Mechanics: The study of physical actions of forces. Divided into:
Force: A push or pull action that can be represented as a vector, or arrow with the direction being in alignment with the arrow head.
Force is a vector quantity which means it has both magnitude and direction. The force equation is Force = Mass x Acceleration and is measured in Newtons (N) or Pounds (lbs). Roughly 4.45 N = 1 lb.
Vector: A quantity represented as an arrow, having both magnitude (length of the arrow) and direction (direction the arrow points).
Torque: A force applied some distance from an axis which produces rotary or angular movement (rotation about an axis).
Force Arm – the perpendicular distance from the axis of rotation to the force vector of the muscle (muscle line of pull). When the angle of muscle pull is 90 degrees, it is the distance from the axis of rotation to the muscle’s insertion. The force arm is also known as the lever arm, the moment arm, or the torque arm of the muscle.
Figure 1
Resistance Arm – the perpendicular distance from the axis of rotation to the force vector of the resistance (resistance line of pull). When the angle of resistance pull is 90 degrees, it is the distance from the axis of rotation to the center of mass of the weight being lifted. The resistance arm is also known as a lever arm, a moment arm, or the torque arm of the resistance.
Center of Mass: the balance point of an object at which an object’s mass and weight is equally distributed. This is where the force of gravity is acting on the mass being lifted.
Figure 2
Angle of Muscle Pull: Formed by the intersection of the line of muscle pull and the bone on which the muscle inserts.
Figure 3
When the angle of muscle pull is 90º, 100% of the muscle force is causing the lever (bone) to rotate around its axis (joint). This is known as the Rotary Component of the muscle force. Therefore, all of the muscular force is contributing to the movement, or in other words, causing the bone to rotate around its joint.
Figure 4
At all other angles of muscle pull, the force vector is divided into a rotary component and a non-rotary component. Depending on the angle of muscle pull, the non-rotary component will either have a stabilizing or a dislocating effect on the joint.
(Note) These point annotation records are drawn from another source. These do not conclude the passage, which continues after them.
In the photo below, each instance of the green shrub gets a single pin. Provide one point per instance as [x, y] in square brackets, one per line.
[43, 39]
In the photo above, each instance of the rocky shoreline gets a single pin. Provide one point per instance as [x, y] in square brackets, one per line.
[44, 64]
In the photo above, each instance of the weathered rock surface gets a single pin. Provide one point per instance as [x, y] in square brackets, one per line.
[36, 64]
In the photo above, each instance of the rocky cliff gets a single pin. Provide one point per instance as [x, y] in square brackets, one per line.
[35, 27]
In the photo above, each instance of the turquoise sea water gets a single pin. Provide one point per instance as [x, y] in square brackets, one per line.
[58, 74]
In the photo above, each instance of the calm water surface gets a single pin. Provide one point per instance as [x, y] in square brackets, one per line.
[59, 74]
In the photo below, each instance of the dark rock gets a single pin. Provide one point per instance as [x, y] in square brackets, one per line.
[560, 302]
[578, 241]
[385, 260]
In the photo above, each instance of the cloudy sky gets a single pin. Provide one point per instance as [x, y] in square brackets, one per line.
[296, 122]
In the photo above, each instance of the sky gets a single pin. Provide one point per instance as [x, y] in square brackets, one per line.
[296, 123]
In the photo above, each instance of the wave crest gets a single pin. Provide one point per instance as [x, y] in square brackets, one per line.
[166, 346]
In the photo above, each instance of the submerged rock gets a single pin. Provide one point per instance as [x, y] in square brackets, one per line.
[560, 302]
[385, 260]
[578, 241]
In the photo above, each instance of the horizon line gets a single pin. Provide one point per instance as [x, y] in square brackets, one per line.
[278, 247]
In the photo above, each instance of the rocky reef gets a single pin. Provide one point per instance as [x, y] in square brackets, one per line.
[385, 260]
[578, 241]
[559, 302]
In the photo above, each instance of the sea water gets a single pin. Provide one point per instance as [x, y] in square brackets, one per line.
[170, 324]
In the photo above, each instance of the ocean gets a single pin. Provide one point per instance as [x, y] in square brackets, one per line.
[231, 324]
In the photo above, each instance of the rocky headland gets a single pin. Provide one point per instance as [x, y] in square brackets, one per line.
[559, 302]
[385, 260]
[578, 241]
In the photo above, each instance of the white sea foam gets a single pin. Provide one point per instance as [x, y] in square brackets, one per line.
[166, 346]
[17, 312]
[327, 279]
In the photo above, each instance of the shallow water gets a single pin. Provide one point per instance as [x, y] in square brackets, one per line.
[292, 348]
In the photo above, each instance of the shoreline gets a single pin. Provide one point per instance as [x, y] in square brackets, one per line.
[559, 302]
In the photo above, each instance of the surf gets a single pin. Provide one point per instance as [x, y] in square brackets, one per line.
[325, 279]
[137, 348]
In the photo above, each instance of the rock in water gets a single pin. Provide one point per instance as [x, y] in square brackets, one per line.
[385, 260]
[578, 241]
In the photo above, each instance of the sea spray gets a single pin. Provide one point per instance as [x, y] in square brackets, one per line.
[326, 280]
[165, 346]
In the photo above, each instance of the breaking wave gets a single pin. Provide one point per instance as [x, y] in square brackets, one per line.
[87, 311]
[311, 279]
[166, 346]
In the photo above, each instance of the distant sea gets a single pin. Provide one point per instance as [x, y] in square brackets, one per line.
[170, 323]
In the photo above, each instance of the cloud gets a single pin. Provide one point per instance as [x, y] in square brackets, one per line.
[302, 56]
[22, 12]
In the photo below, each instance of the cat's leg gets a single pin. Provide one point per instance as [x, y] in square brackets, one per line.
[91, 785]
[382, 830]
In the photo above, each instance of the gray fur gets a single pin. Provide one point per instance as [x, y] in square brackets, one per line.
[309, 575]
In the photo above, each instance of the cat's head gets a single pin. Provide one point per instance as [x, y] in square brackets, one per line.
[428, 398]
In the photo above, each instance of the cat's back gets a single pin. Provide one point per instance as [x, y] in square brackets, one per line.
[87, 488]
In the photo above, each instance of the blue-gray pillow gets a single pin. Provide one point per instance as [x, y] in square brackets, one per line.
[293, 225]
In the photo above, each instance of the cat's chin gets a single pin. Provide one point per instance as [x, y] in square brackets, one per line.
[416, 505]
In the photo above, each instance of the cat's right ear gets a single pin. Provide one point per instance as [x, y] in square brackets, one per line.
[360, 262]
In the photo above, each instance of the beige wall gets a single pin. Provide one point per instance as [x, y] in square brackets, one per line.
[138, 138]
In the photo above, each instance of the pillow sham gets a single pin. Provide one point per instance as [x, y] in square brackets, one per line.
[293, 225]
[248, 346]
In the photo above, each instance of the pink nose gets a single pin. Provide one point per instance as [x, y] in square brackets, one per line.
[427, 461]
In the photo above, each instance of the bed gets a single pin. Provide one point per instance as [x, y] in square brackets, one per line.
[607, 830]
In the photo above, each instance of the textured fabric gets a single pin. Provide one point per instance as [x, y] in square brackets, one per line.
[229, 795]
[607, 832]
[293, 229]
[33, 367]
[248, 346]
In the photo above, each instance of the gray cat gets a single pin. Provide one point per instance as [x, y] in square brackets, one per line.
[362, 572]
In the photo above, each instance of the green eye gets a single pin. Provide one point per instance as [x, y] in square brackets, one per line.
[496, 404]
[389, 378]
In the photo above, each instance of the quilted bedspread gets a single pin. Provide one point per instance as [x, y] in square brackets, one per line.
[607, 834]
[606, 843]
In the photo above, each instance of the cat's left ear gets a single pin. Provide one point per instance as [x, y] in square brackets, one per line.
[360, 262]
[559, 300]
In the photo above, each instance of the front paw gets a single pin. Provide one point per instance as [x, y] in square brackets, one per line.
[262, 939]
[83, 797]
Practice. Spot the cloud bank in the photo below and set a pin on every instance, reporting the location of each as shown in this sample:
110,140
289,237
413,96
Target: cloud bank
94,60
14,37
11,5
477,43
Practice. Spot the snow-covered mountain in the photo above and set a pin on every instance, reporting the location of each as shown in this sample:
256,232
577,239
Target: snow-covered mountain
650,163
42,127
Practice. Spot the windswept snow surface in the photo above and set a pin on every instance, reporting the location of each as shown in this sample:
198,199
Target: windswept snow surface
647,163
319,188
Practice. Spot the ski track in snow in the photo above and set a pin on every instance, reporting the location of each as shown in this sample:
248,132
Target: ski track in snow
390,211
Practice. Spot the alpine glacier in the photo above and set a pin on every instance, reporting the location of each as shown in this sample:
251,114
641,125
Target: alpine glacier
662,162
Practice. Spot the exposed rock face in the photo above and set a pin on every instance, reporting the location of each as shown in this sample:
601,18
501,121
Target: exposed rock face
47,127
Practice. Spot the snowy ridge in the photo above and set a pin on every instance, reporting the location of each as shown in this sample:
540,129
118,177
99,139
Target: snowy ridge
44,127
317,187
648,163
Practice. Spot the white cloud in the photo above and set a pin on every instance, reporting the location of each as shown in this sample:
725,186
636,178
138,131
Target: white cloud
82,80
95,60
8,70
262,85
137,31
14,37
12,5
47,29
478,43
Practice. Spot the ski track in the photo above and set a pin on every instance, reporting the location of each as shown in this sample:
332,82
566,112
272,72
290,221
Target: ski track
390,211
Stabilizing Component – If the angle of pull is <90º, the non-rotary component of the muscle force will pull the moving bone toward the joint axis. This increases the compression force at the joint and serves to provide stability to the joint.
Figure 5
Dislocating Component – If the angle of pull is >90º, the non-rotary component of the muscle force will pull the moving bone away from the joint axis. This creates a distractive or dislocating force at the joint, thereby applying a tension force on the joint ligaments.
Angle of Resistance: the angle (point at which two lines converge) formed between the line of pull of the resistance and the bone on which the resistance is applied (or where the resistance is causing movement at a joint).
Note: To help determine at which joint the resistance is causing movement, we can rule out other uninvolved joints by determining if there is a zero degree (0º) angle of resistance, and therefore, no force is causing rotation of the lever/bone around the axis/joint. To determine this, apply the following:
The angle of resistance is zero degrees (0º) if the *center of mass of the distal segment lies on a line between the joint and the direction of the resistance.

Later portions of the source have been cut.